Hanno tra i 7 e i 18 anni i ragazzi di strada accolti a Gibuti nel rifugio notturno organizzato dalla Caritas. L’obiettivo è quello di ridurre la vulnerabilità dei minori nel contesto della pandemia, come spiega all’Agenzia Fides il vescovo Giorgio Bertin. Ogni giorno, riferisce il presule, 80 minori hanno usufruito della struttura e «tutti sono stati sottoposti a screening per Covid-19, e nel rispetto delle misure di contenimento previste». Ai bambini sono stati distribuiti tre pasti al giorno e una merenda nel pomeriggio, oltre a vestiti e prodotti igienici.

«Durante il tempo libero, i piccoli ospiti potevano fare attività sportive e avevano a disposizione una sala video – il racconto del vescovo -. Sono stati anche impegnati in attività educative regolari, che includevano corsi di lingua (inglese e francese) e laboratori manuali.
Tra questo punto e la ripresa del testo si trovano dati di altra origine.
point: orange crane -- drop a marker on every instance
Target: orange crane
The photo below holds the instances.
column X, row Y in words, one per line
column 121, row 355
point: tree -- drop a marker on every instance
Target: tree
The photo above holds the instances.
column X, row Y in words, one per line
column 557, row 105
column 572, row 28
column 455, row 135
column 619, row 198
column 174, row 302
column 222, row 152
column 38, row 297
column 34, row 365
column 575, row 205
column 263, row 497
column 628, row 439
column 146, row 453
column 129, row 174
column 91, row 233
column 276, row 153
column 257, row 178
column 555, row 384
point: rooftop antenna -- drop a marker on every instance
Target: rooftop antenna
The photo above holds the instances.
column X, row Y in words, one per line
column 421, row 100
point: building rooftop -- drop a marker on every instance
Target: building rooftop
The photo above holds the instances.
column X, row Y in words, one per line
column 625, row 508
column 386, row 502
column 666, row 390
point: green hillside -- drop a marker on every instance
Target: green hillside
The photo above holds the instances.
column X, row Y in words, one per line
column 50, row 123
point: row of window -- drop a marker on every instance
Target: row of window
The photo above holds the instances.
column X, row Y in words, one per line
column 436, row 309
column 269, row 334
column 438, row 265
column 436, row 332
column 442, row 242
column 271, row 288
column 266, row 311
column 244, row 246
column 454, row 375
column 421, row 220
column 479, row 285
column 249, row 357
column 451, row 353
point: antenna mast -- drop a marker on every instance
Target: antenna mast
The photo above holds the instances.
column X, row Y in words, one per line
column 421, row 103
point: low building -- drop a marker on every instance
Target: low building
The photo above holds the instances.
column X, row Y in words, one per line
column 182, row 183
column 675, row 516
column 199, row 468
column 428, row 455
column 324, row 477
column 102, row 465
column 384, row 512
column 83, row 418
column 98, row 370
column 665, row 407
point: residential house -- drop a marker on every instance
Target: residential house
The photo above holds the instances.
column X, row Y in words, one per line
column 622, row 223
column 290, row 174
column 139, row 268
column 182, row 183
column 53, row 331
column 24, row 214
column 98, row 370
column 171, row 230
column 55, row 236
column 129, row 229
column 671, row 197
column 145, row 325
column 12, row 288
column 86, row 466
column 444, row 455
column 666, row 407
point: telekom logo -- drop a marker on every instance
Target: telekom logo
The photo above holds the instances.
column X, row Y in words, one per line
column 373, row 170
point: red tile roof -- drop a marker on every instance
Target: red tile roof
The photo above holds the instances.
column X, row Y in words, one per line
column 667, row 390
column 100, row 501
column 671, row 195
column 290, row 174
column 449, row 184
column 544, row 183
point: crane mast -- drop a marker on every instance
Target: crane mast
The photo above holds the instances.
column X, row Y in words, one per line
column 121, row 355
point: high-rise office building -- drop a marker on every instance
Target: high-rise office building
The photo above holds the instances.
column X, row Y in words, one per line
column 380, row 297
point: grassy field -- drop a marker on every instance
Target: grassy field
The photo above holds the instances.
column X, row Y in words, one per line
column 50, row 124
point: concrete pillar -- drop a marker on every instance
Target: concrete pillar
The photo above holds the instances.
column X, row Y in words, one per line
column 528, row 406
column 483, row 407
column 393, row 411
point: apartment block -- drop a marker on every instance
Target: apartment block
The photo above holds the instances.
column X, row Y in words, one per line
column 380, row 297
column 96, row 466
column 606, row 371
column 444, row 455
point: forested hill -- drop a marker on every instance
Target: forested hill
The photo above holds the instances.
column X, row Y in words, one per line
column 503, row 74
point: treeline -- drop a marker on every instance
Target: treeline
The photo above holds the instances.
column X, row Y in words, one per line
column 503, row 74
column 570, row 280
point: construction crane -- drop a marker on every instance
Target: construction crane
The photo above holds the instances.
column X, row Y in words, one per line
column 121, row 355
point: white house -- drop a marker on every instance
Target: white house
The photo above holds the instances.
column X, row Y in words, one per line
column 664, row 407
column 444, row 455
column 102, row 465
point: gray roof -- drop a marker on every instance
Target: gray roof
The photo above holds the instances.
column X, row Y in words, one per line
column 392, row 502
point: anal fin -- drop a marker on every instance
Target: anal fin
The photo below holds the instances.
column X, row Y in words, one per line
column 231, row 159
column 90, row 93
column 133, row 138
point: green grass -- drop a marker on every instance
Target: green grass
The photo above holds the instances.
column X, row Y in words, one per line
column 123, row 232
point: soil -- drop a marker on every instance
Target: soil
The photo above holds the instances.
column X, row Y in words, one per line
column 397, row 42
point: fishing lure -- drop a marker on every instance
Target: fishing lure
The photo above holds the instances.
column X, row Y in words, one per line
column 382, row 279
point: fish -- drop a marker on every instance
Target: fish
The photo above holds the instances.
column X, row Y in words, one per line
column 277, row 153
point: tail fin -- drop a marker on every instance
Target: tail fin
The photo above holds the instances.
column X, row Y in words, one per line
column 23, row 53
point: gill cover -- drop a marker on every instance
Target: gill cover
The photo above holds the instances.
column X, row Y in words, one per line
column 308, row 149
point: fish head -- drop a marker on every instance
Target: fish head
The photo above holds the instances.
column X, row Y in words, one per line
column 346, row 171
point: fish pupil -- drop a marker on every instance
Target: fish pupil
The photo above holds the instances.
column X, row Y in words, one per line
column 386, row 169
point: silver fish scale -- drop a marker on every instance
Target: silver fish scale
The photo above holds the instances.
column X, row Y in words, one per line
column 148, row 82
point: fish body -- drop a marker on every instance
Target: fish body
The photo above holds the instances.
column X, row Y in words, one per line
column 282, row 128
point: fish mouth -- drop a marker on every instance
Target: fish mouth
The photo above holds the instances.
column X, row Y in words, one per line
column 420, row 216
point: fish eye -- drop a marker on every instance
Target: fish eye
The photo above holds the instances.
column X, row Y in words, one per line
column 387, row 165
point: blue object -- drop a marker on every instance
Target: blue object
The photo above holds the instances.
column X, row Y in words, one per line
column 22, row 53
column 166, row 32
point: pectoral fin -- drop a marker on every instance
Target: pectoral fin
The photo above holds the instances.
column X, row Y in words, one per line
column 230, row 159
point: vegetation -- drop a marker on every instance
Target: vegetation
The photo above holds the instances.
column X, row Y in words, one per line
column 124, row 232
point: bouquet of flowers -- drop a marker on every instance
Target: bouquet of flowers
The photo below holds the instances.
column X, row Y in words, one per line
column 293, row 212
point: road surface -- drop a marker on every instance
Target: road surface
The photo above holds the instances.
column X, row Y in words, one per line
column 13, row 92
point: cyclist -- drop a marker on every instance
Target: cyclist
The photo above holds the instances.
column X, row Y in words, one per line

Durante il Ramadan, hanno avuto l’opportunità di cucinare e preparare il loro iftar, la cena serale». Bertin parla anche delle principali difficoltà incontrate durante il lockdown, «dovute principalmente all’esiguo numero di servizi igienici e all’intolleranza dei bambini che non erano abituati a stare in un luogo chiuso, rispettosi delle regole. Il ricovero notturno – osserva ancora il vescovo – ha fornito la massima protezione ai beneficiari del programma perché ha contribuito a proteggere meglio i bambini dalla diffusione del virus».

Secondo i dati diffusi dal ministero della Salute di Gibuti, dall’inizio della pandemia di Covid-19 nel Paese sono stati effettuati 106.004 test, 5.919 persone sono state diagnosticate positive, 5.837 guarite e 61 decedute a causa del virus. Il minuscolo stato africano costiero, ricordano da Fides, si trova tra Etiopia, Eritrea e Somalia ed è l’avamposto di una task force internazionale che combatte la pirateria nell’Oceano Indiano. L’epidemia ha avuto ripercussioni negative anche sul traffico marittimo e ha imposto di adottare misure preventive a ogni livello.